My first thought was “Ok, let’s do this the usual way: store metrics inside InfluxDB, then use NEP InfluxDB Query to process performance data“. But when I asked “How many devices are we talking about?“, they responded with “The whole Infrastructure“. That’s when I realized that we weren’t talking about one or two hundreds metrics per minute, but around ten thousand metrics per second, or perhaps even more.
At that moment I understood the meaning of “deafening silence”: Everyone in the room froze up for I-don’t-know-how-many seconds; then I collected myself off the floor and said “Give me some time to think about it“.
The fact is that some years ago, while talking with our Division Head about the pros and cons of Metric-based Monitoring I was adamant in saying that this is the best solution for monitoring and we absolutely must do it. In that room, the chance to prove my statement dropped straight into my lap, so my pride forced me to at least present a possible solution. I had no idea of the challenge ahead.
It was an unheard-of thing. I mean, up until now, everyone had been avoiding this topic. Using metrics to perform near-real-time monitoring with a plugin-driven system (i.e., Icinga 2) is almost suicidal: you have to query InfluxDB one or more times every minute for each Service Object that you have to monitor.

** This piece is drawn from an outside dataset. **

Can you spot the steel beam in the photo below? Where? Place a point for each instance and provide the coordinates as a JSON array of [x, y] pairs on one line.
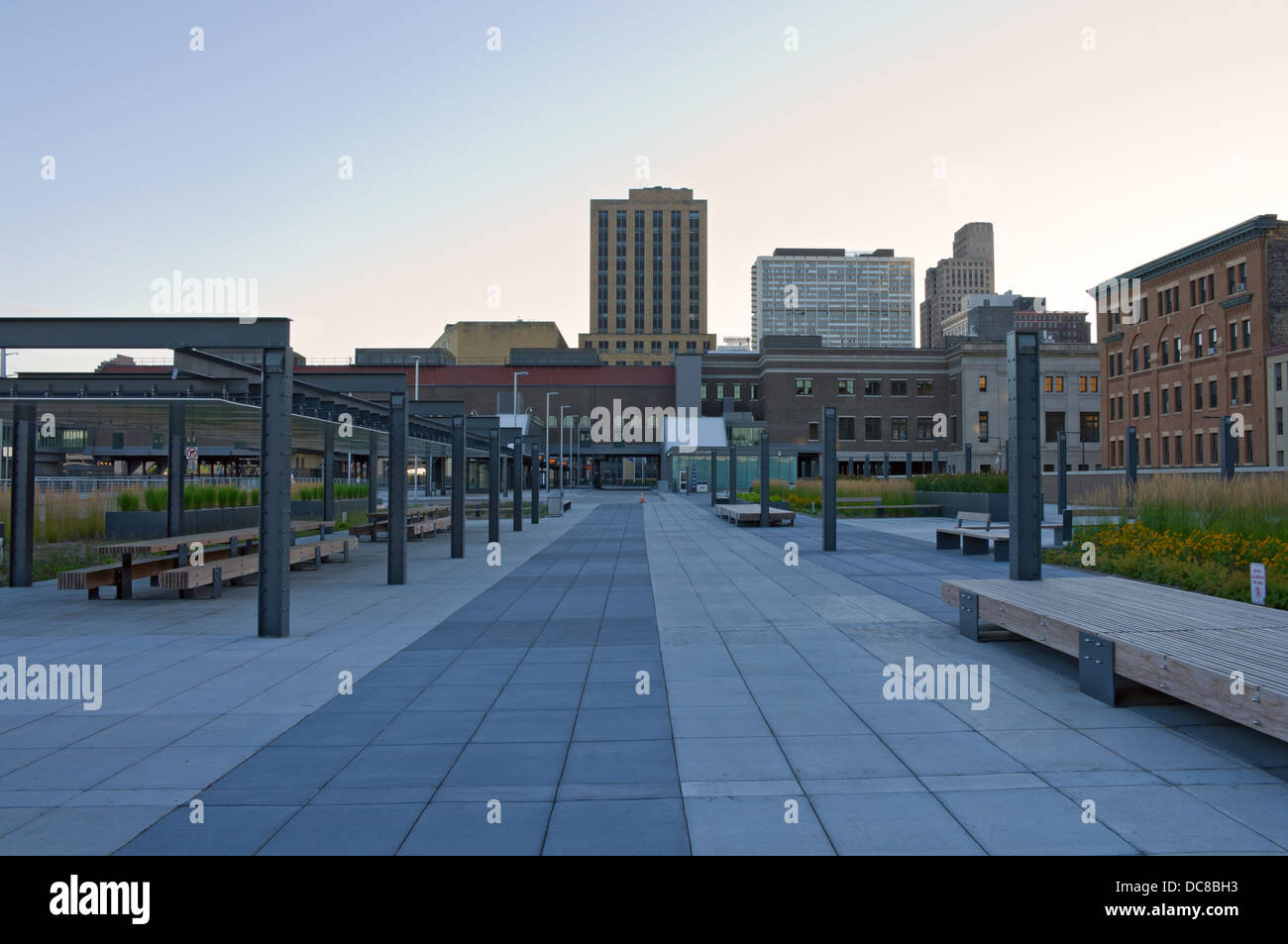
[[1024, 455], [176, 468], [274, 493], [828, 478], [22, 496], [397, 488], [188, 331], [458, 487]]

And this cannot be delegated to Satellites because data is centralized on NetEye (Single Node or Cluster). This generates a very high level of stress on the monitoring infrastructure and it’s not able to scale quickly enough. In fact, this approach doesn’t scale at all, meaning you will kill your NetEye Cluster and not get anything to show for it.
We quickly started looking for a solution. The first idea was using an approach that in fact already runs on NetEye Cloud to check the status of all Elastic Agents and their data sources: use a Poller to get all metrics in one swoop, then set all related services via Tornado. This can definitely improve scalability, but the data backend is still InfluxDB: in a NetEye Cluster InfluxDB has High Availability support, but this only applies to the data. InfluxDB itself is still a single-instance service, meaning that this setup cannot scale at all.
Using more InfluxDB Instances can improve scalability, but the resulting infrastructure will become a nightmare to manage, load balancing would be “manual” (no dynamic relocation of data between instances) and still there is no real High Availability. Therefore, we needed to switch to another architecture.
As I mentioned before, on NetEye Cloud we already use a promising strategy: use One Big Query to get all data for the same class of services, process it and set related Services Status using Tornado. We were therefore able to set several thousand services using just a handful of Elasticsearch queries.
Since Elasticsearch is designed to efficiently handle lots of data per query, the whole workload decreased; also, Icinga and Tornado kept the pace by updating the status of several thousand services per minute, resulting in great performance and scalability improvements.
So, why not apply this approach to metrics as well? Suppose we’re receiving 10 metrics per host every minute. Then with 60K different hosts sending metrics we’re getting a flow of 10K EPS. That’s nothing for Elasticsearch.
And we would still achieve a resolution higher than a standard plugin-based monitoring approach (i.e., a poll every 3 minutes). So, why not invest in a “sophisticated” poller script to elaborate the metrics? Based on how many classes of metrics you need to analyze, each class requires just one dedicated query.
So, we would need to develop from 30 to 50 different queries: a perfectly doable request. And an Elasticsearch Cluster can scale horizontally with ease, easily increasing EPS ingress rate and storage size. This made me believe that Elasticsearch (and the full Elastic Stack) could be a solution to the Metrics Challenge.
While searching for more details, we found out that Elasticsearch was in the process of releasing support for TimeSeries Data Indices, promising improved performance and reduction of storage consumption. This was the last shoe to fall. I immediately set out to design a workable architecture, since I felt I had a promising solution at hand.
Now, I don’t want to spoil the rest of it. The fact is that, after a year of work, we are now ready to say that NetEye can efficiently perform Metric-based Near-Real-Time Monitoring. We were able to fuse together Elasticsearch, Tornado, Icinga 2 and passive monitoring strategies to implement metric-based monitoring that’s flexible, scalable and robust, which can tell you if something is going wrong, and can even report to you if some data in your gigantic Flow of Metrics is no longer arriving.
And we built it over a fairly standard NetEye deployment (a “common” 3-way cluster). And, on top of that, it integrates so well with NetEye that, even if it can be considered a heavy and pervasive customization, it doesn’t impact on update/upgrade procedures at all.
This has yet to be integrated in our main product, but if you want, we can build it out for you (of course in much less than a year). And so, NetEye Rules again.